Двадцать первое – «Анна. Письмо».
Двадцать четвёртое – сегодня – «Анне ответ. Прохор увезёт».
А дальше, начиная с двадцать пятого – клетки пустые. Семь клеток до конца января. В одной из них что-нибудь появится – на этой неделе, скорее всего. Я пока не знаю в какой и что там будет, но ощущение такое, что новая запись уже в пути. В Бережанск январь приходит волнами: одна неделя работы, потом затишье три-четыре дня, потом новая волна.
Я отдал Прохору конверт.
– В петербургское отделение, барышне Анне Павловне Стрешневой, пансион Лемешевой на Шестой линии Васильевского острова, дом двадцать три. По почте обычной.
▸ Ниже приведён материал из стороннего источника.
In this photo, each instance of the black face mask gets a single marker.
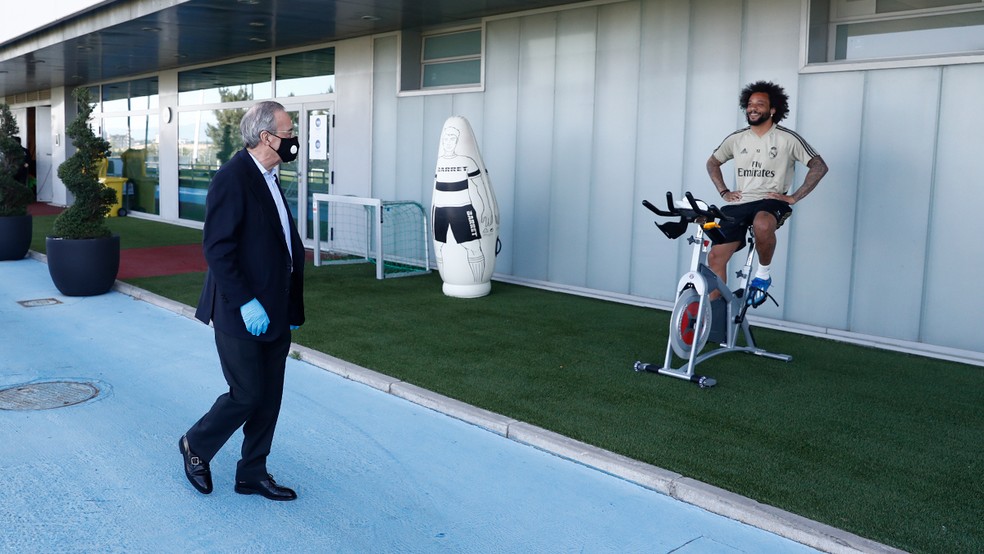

Марку купишь у почтмейстера, пятнадцать копеек.
– Понял, Павел Андреевич.
Прохор ушёл.
Кабинет остался пустой. На столе – открытый январский календарь с пустыми клетками с двадцать пятого по тридцать первое, зелёная тетрадь с закрытой обложкой, недопитая чашка чая, которую Глафира в одиннадцать заберёт на кухню.
Работа с Петербургом на январь была закончена. Работа с Казанью ждала ответа до пятнадцатого февраля. Работа с самим Бережанском шла своим ходом.
Где-то в одной из пустых клеток уже лежало то, что придёт в Бережанск с ближайшим почтовым днём. Я про себя отметил: скорее всего, это будет что-то не из Петербурга и не из Казани, а из самого уезда – потому что два направления активны, а одно молчит.
Молчание – само по себе событие. В январе у городского головы в уезде редко бывают молчаливые недели, и когда они случаются – это значит, что кто-то в городе копит свой ход.
Какой ход и кто копит – узнаю на этой неделе.